Mahkemeler AİHM ve AYM kararlarına uymalıdır

Türkiye, Avrupa Konseyi üyesi olarak 1954 yılında Avrupa İnsan Hakları Sözleşmesi'ni imzalayıp 1987'de bireysel başvuru hakkını kabul etmiştir. Avrupa İnsan Hakları Mahkemesi’nin zorunlu yargı yetkisini ise 1990’da kabul etmiştir. Bu bağlamda Sözleşme’nin 46 ıncı maddesinde de belirtildiği üzere “Yüksek Sözleşmeci Taraflar, taraf oldukları davalarda Mahkeme’nin verdiği kesinleşmiş kararlara uymayı taahhüt ederler”. Ancak, mahkemelerin AİHM kararlarına uymama eğilimi, ülkemizin demokratik ilkelerden ve hukukun üstünlüğünden saparak kendi vatandaşlarının temel hak ve özgürlüklerini ihlal ettiğini açıkça ortaya koymaktadır.

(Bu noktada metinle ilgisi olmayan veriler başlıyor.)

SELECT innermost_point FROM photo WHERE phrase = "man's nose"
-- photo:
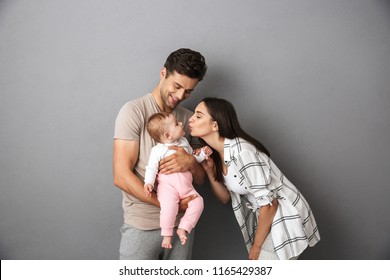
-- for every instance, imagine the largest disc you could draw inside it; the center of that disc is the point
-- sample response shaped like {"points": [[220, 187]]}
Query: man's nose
{"points": [[180, 94]]}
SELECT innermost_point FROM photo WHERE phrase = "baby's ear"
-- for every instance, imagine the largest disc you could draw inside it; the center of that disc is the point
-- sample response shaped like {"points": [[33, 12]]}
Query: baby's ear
{"points": [[215, 126], [167, 136]]}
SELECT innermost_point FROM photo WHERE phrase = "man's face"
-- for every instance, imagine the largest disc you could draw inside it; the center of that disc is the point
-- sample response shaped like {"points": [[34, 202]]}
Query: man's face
{"points": [[175, 88]]}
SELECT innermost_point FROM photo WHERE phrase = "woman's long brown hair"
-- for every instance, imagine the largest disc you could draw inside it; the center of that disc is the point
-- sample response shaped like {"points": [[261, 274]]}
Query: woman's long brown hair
{"points": [[223, 112]]}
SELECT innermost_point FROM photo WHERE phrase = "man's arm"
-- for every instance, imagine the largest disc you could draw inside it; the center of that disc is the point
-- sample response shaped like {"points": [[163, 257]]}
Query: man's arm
{"points": [[125, 156]]}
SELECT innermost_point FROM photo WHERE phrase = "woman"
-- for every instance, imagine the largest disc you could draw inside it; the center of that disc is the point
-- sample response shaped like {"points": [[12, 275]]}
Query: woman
{"points": [[275, 219]]}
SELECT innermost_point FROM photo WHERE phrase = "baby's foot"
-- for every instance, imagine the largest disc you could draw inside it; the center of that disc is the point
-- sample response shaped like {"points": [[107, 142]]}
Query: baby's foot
{"points": [[167, 242], [182, 233]]}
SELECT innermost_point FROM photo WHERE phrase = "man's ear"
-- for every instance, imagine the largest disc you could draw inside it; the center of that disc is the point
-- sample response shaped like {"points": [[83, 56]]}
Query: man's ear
{"points": [[215, 126], [163, 73]]}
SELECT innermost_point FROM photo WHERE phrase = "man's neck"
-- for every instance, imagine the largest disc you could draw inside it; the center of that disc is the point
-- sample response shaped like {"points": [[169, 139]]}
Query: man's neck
{"points": [[160, 103]]}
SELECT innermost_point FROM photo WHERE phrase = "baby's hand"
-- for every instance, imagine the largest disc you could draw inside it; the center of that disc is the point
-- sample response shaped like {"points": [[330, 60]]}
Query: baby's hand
{"points": [[207, 150], [148, 188]]}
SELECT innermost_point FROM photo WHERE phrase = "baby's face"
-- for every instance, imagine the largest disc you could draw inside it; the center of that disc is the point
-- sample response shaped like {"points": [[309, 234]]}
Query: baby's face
{"points": [[175, 128]]}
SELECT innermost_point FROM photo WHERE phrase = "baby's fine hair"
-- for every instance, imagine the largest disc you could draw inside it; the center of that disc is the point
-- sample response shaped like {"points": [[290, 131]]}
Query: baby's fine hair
{"points": [[157, 125]]}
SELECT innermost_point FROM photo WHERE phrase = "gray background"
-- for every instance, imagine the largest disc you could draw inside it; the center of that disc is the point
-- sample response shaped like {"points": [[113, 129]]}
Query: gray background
{"points": [[308, 78]]}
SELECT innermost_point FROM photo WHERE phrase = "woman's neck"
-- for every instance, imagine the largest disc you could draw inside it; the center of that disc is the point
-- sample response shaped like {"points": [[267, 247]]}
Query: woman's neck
{"points": [[217, 143]]}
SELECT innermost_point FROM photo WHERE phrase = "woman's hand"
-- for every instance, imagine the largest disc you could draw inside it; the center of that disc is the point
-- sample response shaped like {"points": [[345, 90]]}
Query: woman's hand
{"points": [[208, 166]]}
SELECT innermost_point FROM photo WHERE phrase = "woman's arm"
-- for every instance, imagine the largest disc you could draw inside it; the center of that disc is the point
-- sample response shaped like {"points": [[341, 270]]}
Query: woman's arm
{"points": [[266, 216]]}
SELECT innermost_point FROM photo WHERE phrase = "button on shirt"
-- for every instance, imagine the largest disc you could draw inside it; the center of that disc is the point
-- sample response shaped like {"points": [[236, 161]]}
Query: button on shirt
{"points": [[260, 181]]}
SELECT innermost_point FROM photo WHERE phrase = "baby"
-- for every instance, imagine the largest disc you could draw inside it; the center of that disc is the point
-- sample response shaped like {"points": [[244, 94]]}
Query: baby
{"points": [[167, 131]]}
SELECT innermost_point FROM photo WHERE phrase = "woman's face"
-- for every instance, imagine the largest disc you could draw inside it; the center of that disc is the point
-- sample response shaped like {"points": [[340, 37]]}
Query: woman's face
{"points": [[201, 123]]}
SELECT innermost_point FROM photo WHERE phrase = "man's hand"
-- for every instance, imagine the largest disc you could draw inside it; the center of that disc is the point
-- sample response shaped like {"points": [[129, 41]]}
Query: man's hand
{"points": [[180, 161], [148, 188], [183, 204]]}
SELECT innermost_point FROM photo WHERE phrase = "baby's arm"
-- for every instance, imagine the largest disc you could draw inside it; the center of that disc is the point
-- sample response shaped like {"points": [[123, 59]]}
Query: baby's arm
{"points": [[151, 171], [202, 153]]}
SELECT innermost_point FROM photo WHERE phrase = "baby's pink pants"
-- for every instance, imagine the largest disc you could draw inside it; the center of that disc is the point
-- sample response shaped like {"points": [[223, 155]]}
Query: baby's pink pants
{"points": [[170, 190]]}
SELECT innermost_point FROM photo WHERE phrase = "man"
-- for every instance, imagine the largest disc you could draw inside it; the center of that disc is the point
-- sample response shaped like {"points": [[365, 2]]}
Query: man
{"points": [[141, 234]]}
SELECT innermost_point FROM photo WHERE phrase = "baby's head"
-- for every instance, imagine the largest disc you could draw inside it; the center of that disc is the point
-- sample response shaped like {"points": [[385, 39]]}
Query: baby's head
{"points": [[164, 128]]}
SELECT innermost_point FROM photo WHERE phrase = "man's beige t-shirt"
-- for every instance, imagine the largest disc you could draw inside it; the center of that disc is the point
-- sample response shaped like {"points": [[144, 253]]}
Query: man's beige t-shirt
{"points": [[130, 125]]}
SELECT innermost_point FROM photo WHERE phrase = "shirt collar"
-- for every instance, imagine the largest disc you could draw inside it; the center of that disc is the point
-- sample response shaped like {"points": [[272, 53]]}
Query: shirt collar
{"points": [[226, 150]]}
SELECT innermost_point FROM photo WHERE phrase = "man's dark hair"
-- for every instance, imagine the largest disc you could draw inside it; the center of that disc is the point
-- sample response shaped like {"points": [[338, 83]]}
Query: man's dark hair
{"points": [[186, 62]]}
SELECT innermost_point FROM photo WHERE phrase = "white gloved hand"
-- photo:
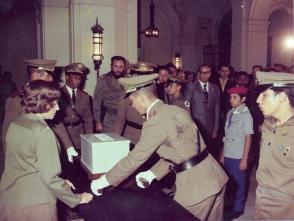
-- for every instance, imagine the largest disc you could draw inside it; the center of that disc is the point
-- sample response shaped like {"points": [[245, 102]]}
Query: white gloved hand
{"points": [[99, 184], [147, 176], [71, 152]]}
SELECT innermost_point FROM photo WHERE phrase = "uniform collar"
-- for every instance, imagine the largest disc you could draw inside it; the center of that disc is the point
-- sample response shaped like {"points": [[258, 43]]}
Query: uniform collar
{"points": [[69, 89], [240, 109], [151, 111], [271, 123], [35, 117]]}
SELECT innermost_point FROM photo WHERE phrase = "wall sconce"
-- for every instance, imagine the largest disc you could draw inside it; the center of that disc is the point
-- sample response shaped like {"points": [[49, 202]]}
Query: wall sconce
{"points": [[151, 31], [97, 45], [177, 60]]}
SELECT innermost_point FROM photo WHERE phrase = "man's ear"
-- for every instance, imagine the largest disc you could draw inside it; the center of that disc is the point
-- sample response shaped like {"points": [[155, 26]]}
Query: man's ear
{"points": [[282, 97], [243, 99]]}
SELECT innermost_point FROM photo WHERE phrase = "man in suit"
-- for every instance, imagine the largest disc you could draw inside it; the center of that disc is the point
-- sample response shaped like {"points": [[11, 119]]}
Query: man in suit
{"points": [[204, 99], [224, 83], [77, 111], [76, 115], [170, 131], [37, 69]]}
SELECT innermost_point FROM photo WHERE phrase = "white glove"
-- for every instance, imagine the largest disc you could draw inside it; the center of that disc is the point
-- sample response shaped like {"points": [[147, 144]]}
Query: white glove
{"points": [[99, 184], [147, 176], [71, 152]]}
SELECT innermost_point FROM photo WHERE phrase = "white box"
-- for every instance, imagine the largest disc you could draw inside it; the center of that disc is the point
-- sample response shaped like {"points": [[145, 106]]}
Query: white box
{"points": [[100, 152]]}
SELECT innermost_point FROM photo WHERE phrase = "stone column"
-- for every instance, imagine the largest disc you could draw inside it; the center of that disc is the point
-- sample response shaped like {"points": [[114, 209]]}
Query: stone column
{"points": [[239, 37], [68, 36], [257, 42]]}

Adalet Bakanlığı bünyesinde faaliyet gösteren İnsan Hakları Daire Başkanlığı'nın AİHM kararlarının takibinden sorumlu olduğu bilinmektedir. Ancak, uygulamada bu sorumluluğun etkin bir şekilde yerine getirilmediği görülmektedir. Türkiye, AİHM kararlarının icrasını ihmal etmekte ve bu kararların gerektirdiği düzeltici önlemleri almamaktadır. Benzer şekilde, AYM'nin kararlarına da uyulmamaktadır. Anayasa Mahkemesi'nin ülke içindeki yargısal kararlarına uymak, Türkiye'nin anayasal düzene ve hukukun üstünlüğüne olan bağlılığının bir göstergesi olmalıdır.

Bu bağlamda, Türkiye'nin AİHM ve AYM kararlarına uyması ve uluslararası hukukun temel prensiplerine saygı göstermesi gerekmektedir. Bu, Türkiye'nin demokratik bir hukuk devleti olarak itibarını yeniden tesis etmesi ve vatandaşlarının haklarını koruması için hayati öneme sahiptir.

İzmir Barosu İnsan Hakları Merkezi olarak Türkiye'nin bu temel değerlere olan bağlılığını tekrar kazanması için gereken adımların hızla atılmasını ve mahkemelerin AİHM ve AYM kararlarına uyması gerektiğini bir kez daha hatırlatıyoruz.